A story in four parts
In first grade my favorite color was blue, but blue was a boy color, so I changed it to pink.
Pink is safe.
In second grade, I made up worksheets because I liked to learn, but that was nerdy, so I watched TV instead.
TV is for safe.
In third grade, I wrote my first story, but it was sad, so I threw it away.
Silence is safe.
In fourth grade, I didn’t like boys, but that was weird, so I dated my best friend.
Boys are safe.
In fifth grade, I wanted to be pretty, but I was told that I wasn’t, so I stopped telling myself I was.
Acceptance is safe.
As a child, this was the first phase of my conscious effort to form my identity as an acceptable member for society.

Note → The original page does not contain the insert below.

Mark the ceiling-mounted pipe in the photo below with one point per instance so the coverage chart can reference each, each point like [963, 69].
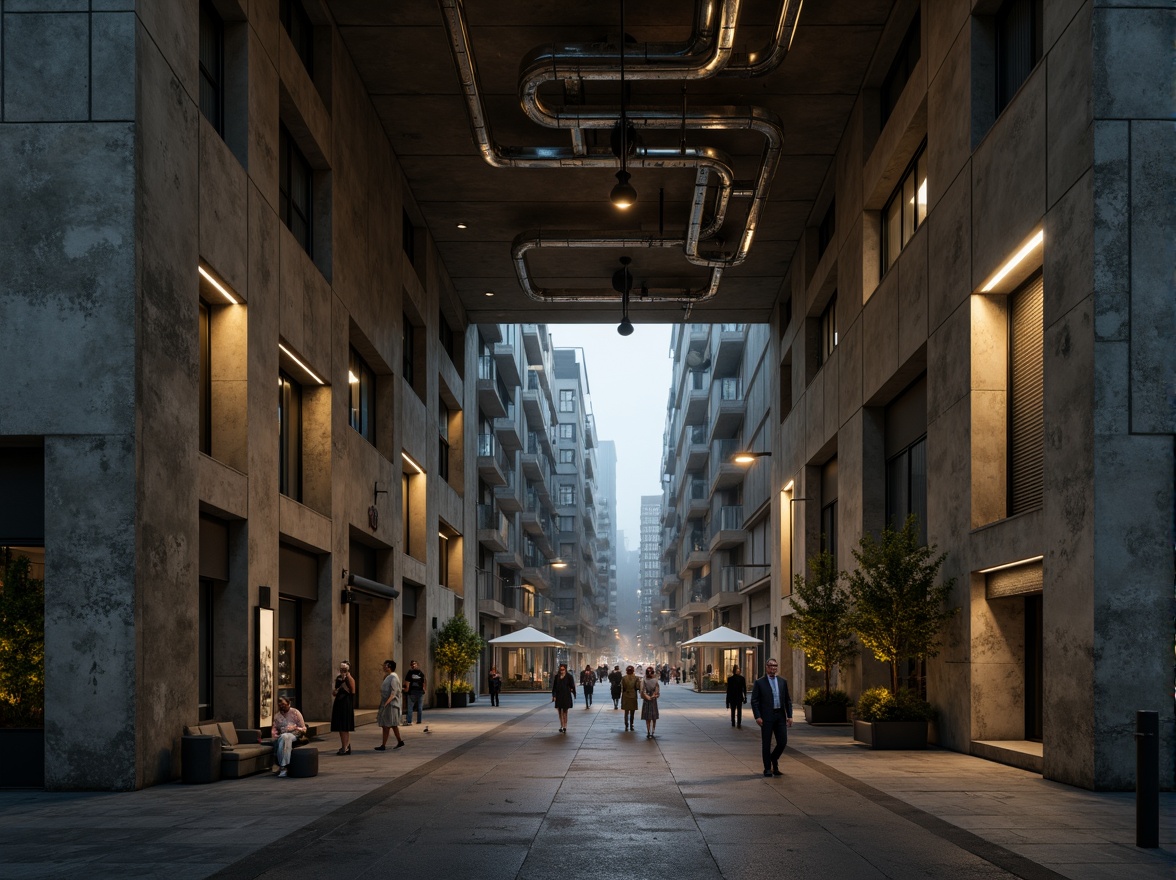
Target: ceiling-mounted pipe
[529, 241]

That summer, I wrote a book.
That year, in sixth grade, I started to read by myself.
The next year, in seventh grade, I stopped liking pink.
The year after that, in eighth grade, I tried to feel pretty again.
As a person, this was the second phase of my conscious effort to form my identity as a woman.
In ninth grade, I wanted to be pretty, so I made myself small.
In tenth grade, I wanted to be pretty, so I made myself malleable.
In eleventh grade, I wanted to be pretty, so I made myself quiet.
As a woman, this was the third phase of my conscious effort to form my identity as feminine.
Now, in this year, I want to be pretty, so I tell myself I am atypical.
Now, in this year, I want to be smart, so I learn about others.
Now, in this year, I want to be kind, so I am active in it.
As a feminine woman, this is my fourth phase of my conscious effort to form my identity as an individual.
Individuality is not the act of becoming your own version of what you’ve been told to be, but rather the act of becoming yourself, despite what you’ve been told to be.